The Dangote Petroleum Refinery has announced a temporary suspension of fuel sales in Nigeria’s local currency, the naira, citing persistent foreign exchange (forex) discrepancies between its crude oil purchases and domestic sales. This decision could lead to a significant increase in fuel prices, raising concerns over inflation and affordability for consumers.
The refinery, Africa’s largest, has been sourcing crude oil primarily in U.S. dollars but selling refined petroleum products in naira within Nigeria. However, recent fluctuations in the forex market have made it increasingly difficult for the refinery to maintain stable pricing. In a statement issued by the company’s management, Dangote Refinery cited the widening gap between the official exchange rate and parallel market rates as a major challenge affecting operations.
“We remain committed to ensuring the availability of petroleum products in Nigeria, but the current forex instability has made it impractical to continue fuel sales in naira. We are engaging with the relevant authorities to explore viable solutions,” the statement read.

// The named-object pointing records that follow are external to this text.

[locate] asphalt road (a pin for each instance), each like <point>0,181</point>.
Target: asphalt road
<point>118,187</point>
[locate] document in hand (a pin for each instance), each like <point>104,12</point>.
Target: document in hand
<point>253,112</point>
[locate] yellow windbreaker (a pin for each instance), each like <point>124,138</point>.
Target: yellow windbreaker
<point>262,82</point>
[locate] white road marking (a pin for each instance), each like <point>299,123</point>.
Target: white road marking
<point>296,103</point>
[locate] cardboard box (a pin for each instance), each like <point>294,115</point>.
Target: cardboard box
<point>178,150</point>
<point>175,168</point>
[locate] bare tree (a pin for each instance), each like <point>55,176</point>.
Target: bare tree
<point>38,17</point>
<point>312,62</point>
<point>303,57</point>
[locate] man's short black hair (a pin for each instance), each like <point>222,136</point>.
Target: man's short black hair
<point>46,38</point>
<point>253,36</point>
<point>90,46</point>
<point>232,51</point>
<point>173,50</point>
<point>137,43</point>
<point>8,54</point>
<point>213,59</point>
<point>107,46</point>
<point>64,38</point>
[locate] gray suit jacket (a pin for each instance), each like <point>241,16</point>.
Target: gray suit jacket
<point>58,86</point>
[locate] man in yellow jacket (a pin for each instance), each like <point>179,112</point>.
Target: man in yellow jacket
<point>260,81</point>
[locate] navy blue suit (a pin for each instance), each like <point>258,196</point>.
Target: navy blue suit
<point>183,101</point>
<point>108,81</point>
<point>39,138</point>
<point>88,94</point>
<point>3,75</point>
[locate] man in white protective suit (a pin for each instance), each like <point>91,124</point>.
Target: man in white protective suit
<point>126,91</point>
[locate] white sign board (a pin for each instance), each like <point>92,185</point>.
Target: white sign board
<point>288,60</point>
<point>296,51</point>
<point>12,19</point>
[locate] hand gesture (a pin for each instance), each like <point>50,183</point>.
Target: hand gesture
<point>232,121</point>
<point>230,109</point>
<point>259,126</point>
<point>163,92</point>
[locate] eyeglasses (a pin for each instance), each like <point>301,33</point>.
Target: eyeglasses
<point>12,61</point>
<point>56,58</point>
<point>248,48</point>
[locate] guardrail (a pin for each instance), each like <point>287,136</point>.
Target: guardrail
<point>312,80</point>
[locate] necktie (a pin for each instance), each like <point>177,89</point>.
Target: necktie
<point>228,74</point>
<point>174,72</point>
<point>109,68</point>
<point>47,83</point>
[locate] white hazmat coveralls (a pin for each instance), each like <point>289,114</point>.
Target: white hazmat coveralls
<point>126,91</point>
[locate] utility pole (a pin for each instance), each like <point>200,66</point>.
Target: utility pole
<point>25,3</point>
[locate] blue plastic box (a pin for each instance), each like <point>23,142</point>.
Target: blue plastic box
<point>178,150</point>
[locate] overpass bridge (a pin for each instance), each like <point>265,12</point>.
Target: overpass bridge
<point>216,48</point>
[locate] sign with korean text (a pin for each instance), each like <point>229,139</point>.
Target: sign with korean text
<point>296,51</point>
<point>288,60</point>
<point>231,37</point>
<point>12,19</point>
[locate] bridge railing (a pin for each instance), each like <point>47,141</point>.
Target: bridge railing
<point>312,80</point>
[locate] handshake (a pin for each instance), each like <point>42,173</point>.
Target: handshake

Industry analysts predict that this move could push local fuel prices upward, as marketers and distributors adjust to new pricing models based on foreign exchange rates. Currently, Nigeria relies heavily on imports for refined petroleum products despite the operational commencement of the 650,000-barrel-per-day Dangote Refinery, which was expected to ease the country’s fuel dependency.
In response to the development, the Nigerian National Petroleum Company (NNPC) Limited has reassured Nigerians of continued fuel supply stability, emphasizing that ongoing discussions are being held with the refinery to address the issue.
The suspension comes at a time when Nigeria is grappling with broader economic challenges, including high inflation, a weakening naira, and subsidy removal policies that have already led to increased transportation and commodity costs. Experts warn that unless a resolution is reached soon, the ripple effect of Dangote Refinery’s decision could further strain household budgets and business operations nationwide.
As stakeholders push for government intervention, the refinery is expected to hold further negotiations with the Central Bank of Nigeria (CBN) and the federal government to explore possible mechanisms that would allow continued naira transactions without exposing the company to excessive forex risks.